Meskipun penelitian sebelumnya, termasuk dari laboratorium Alexandrov, telah mengidentifikasi mutasi terkait colibactin pada sekitar 10 hingga 15 persen dari semua kasus kanker kolorektal, penelitian-penelitian tersebut berfokus pada kasus yang muncul di usia lanjut atau tidak membedakan antara penyakit yang muncul lebih awal dan lebih lambat.
Sementara penelitian terbaru ini merupakan yang pertama kali menunjukkan peningkatan substansial mutasi terkait colibactin khusus pada kasus yang muncul di usia muda.
"Ketika kami memulai proyek ini, kami tidak berencana untuk fokus pada kanker kolorektal yang muncul lebih awal," kata salah satu penulis utama studi Marcos Díaz-Gay, mantan peneliti pascadoktoral di lab Alexandrov.
"Tujuan awal kami adalah untuk meneliti pola kanker kolorektal global guna memahami mengapa beberapa negara memiliki tingkat yang jauh lebih tinggi daripada negara lain. Namun, saat kami meneliti data tersebut, salah satu temuan yang paling menarik dan mencolok adalah seberapa sering mutasi terkait colibactin muncul pada kasus yang muncul lebih awal."
Menurut analisis tim, efek merusak colibactin dimulai sejak dini. Dengan menghitung waktu molekuler dari setiap tanda mutasi yang diidentifikasi dalam penelitian ini, para peneliti menunjukkan bahwa mutasi terkait colibactin muncul pada tahap awal perkembangan tumor, konsisten dengan penelitian sebelumnya yang menunjukkan bahwa mutasi tersebut terjadi dalam 10 tahun pertama kehidupan.
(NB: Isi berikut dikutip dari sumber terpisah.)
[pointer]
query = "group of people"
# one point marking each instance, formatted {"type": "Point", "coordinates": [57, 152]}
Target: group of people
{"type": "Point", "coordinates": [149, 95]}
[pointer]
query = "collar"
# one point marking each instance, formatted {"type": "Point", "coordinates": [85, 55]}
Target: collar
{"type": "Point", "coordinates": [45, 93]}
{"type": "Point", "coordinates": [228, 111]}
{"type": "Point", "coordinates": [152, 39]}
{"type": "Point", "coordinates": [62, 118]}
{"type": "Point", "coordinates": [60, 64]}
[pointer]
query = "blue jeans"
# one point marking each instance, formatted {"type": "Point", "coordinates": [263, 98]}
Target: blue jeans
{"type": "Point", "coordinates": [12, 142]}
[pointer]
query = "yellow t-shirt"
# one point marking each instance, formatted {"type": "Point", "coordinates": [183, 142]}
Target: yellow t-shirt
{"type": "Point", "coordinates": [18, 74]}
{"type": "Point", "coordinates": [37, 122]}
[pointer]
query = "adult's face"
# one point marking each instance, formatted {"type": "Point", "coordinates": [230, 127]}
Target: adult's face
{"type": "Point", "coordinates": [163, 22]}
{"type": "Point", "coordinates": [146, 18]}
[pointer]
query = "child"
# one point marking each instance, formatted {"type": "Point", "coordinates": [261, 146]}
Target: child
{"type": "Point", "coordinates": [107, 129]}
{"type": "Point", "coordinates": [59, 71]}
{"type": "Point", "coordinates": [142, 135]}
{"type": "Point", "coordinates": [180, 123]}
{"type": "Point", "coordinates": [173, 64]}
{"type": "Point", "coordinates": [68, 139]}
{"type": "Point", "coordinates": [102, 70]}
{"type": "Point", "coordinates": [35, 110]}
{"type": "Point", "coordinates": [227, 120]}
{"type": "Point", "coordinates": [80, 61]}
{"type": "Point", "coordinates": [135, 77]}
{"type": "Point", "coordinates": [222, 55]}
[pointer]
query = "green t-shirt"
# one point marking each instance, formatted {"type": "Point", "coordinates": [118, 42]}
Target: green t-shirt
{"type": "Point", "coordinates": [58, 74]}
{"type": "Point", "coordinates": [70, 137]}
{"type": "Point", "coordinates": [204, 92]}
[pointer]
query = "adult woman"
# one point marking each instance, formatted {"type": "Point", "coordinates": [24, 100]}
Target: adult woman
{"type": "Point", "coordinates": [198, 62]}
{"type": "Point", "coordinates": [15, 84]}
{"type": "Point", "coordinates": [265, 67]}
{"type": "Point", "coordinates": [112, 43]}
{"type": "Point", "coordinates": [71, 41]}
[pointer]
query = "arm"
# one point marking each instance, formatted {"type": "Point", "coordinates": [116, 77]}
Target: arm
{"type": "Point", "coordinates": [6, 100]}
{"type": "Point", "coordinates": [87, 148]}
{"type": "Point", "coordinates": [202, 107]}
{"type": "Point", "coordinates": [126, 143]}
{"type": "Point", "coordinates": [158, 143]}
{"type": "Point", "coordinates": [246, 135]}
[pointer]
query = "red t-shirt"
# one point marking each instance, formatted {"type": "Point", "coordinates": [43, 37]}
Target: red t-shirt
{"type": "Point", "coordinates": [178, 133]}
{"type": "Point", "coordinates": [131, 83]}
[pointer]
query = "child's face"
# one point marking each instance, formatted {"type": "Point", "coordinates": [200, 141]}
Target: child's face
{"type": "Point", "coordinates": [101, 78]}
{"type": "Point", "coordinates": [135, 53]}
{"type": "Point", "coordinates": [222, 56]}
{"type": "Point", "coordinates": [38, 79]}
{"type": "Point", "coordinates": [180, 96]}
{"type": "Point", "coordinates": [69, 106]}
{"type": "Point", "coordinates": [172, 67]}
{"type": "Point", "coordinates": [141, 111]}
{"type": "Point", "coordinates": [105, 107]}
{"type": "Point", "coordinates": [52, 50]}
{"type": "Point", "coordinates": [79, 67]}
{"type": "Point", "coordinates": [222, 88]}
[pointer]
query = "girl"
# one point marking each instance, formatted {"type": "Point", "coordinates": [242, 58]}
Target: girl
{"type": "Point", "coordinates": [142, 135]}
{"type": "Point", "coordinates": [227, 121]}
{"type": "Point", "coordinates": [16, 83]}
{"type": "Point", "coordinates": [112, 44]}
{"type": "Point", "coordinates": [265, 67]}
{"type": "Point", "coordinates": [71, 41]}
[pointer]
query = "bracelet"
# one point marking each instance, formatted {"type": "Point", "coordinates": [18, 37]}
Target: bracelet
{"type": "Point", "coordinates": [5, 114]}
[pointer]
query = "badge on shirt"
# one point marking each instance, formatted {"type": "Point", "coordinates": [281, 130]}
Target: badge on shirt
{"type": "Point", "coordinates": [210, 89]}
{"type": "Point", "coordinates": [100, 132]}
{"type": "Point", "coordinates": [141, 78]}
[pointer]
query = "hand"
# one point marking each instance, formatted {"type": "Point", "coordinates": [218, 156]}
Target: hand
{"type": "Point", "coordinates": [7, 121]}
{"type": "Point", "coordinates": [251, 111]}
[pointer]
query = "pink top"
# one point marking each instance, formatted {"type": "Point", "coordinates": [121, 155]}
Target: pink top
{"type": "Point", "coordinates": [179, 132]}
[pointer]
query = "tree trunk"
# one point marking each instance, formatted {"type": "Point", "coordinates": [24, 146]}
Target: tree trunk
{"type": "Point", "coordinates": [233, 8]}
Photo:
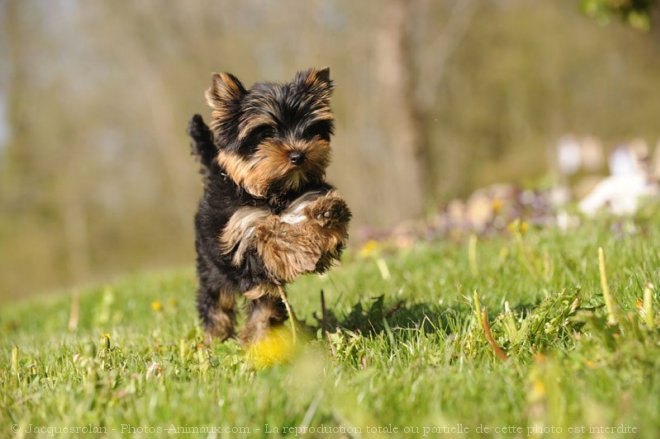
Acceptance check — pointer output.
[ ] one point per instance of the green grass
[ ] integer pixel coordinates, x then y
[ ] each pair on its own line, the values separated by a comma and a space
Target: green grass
406, 352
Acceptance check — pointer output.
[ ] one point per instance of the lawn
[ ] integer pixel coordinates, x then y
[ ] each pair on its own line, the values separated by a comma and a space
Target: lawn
405, 354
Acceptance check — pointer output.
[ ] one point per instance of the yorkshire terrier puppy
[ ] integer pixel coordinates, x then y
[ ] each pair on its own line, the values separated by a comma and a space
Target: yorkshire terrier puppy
266, 215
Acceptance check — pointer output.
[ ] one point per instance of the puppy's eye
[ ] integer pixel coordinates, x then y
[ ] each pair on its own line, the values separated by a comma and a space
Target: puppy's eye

Penelitian ini juga mengungkapkan bahwa mutasi terkait colibactin menyumbang sekitar 15 persen dari apa yang dikenal sebagai mutasi penggerak APC, beberapa perubahan genetik paling awal yang secara langsung mendorong perkembangan kanker, pada kasus kanker kolorektal.
"Jika seseorang memperoleh salah satu mutasi pemicu ini saat mereka berusia 10 tahun," Alexandrov menjelaskan.
"Mereka bisa puluhan tahun lebih cepat terkena kanker kolorektal, dan mendapatkannya pada usia 40 tahun, bukan 60 tahun."
Dengan kata lain, bakteri penghasil colibactin mungkin diam-diam menjajah usus besar anak-anak, memicu perubahan molekuler dalam DNA mereka, dan berpotensi menyiapkan panggung bagi kanker kolorektal jauh sebelum gejala apa pun muncul.
Alexandrov memperingatkan bahwa meskipun temuan mereka memberikan dukungan kuat untuk hipotesis ini, penelitian lebih lanjut diperlukan untuk menetapkan hubungan kausal.